Murder by Death
Egg & Dart
SELF-RELEASED
After a quarter of a century, Murder by Death are calling it a day—but not before they first say goodbye. From the moment the Louisville band’s twelfth and final full-length begins with the gentle resignation of “Searcher,” the sense of finality is palpable. It remains throughout all 11 of Egg & Dart’s songs—each one is a requiem, a final farewell, an elegy for what will no longer be. Self-released off the back of a successful Kickstarter campaign, it takes its name from an architectural motif symbolizing life (the egg) and death (the dart/arrow). Tellingly and unsurprisingly, after such a long career, the balance feels very much skewed in favor of the latter.
And while Murder by Death have always been a maudlin, macabre band—their gothic-country-emo-punk-indie rock soundtracking dark, often alcohol-sodden tales of humanity and beyond—their songs have often also been infused with a rage against that dying of the light. Indeed, 2003’s second full-length, Who Will Survive, and What Will Be Left of Them? (your standard concept record about the devil waging war against a Mexican border town) featured guest spots from both Thursday’s Geoff Rickly and My Chemical Romance’s Gerard Way. Two-plus decades on, it feels that fight and resilience is gone.
On the whole, these songs are fully accepting of their fate. It’s a string of goodbyes and letting-gos, each song its own reckoning with an end. There’s “Believe,” a softly gorgeous, string-laden plea for redemption; the gentle lilting loss of “Sorry” (on any other record a perfect bowing out—but not here, where there are 10 other final farewells vying for the same position); and the heart-torn, nostalgic reckoning with mortality of “Lose You,” which, to an almost Cure-esque melody, does try to prolong and fight against the inevitable.

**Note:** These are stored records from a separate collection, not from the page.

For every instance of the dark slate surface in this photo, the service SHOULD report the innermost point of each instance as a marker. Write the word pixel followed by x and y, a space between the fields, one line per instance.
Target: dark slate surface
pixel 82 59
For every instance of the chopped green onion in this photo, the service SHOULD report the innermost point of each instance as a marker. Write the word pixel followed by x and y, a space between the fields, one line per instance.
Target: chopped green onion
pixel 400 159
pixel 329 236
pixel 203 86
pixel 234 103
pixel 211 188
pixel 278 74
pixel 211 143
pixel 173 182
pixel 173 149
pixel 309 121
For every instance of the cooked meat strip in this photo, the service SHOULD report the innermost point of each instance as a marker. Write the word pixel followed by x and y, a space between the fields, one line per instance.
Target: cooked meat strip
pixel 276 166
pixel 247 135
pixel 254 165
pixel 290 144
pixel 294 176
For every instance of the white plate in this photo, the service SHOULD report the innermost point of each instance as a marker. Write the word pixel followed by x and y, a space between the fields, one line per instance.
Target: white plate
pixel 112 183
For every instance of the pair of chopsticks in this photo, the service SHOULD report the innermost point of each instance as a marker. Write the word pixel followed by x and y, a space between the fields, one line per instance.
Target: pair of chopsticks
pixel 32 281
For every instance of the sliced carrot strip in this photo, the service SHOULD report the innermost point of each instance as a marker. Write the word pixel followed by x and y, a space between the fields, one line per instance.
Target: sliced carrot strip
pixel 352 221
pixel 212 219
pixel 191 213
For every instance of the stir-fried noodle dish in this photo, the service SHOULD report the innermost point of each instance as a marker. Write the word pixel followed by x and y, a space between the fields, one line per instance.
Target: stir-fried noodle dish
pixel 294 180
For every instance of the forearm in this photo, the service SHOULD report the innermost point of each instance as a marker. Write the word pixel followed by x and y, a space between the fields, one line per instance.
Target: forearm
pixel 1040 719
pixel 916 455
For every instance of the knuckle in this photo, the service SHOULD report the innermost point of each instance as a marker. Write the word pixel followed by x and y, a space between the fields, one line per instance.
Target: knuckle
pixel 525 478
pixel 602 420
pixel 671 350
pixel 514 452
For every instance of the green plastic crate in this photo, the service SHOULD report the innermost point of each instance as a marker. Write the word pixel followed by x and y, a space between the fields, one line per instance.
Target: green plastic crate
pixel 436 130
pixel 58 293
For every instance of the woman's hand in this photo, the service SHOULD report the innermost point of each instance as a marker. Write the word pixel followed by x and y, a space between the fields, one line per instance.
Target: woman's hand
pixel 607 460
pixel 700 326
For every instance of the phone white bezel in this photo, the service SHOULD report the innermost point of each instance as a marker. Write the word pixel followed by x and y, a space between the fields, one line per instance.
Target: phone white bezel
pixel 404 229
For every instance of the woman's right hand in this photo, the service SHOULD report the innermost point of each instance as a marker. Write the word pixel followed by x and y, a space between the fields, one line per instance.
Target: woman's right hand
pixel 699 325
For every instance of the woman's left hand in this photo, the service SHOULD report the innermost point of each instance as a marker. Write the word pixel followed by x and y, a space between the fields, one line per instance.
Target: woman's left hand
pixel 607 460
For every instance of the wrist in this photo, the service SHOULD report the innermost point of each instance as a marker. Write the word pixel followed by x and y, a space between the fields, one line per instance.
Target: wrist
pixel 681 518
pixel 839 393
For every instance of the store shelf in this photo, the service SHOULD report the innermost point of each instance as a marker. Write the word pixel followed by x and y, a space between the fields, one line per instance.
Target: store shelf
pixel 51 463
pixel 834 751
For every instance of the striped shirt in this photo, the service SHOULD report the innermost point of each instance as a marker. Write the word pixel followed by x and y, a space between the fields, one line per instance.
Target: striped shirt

But where once Adam Turla’s voice was graveled and whiskey-soaked—a sort of demonic Johnny Cash—on these songs, it’s soft, sweet, tender, fragile, delicate. On the epic, string-laden penultimate track “If” (“If I loved you, I don’t now,” he implores) it floats mournfully above the rest of the song, searching for a final resting place. It doesn’t find one there, but does succeed on “Black Velvet Cloak.” It’s a song that sounds like it could’ve been written hundreds of years ago, and which bows out in a discordant yet beautiful cacophony of strings. As such, it’s the perfect closer—an eternity and a past frozen for posterity, a farewell that never actually says goodbye because it’s from so long ago that it already did.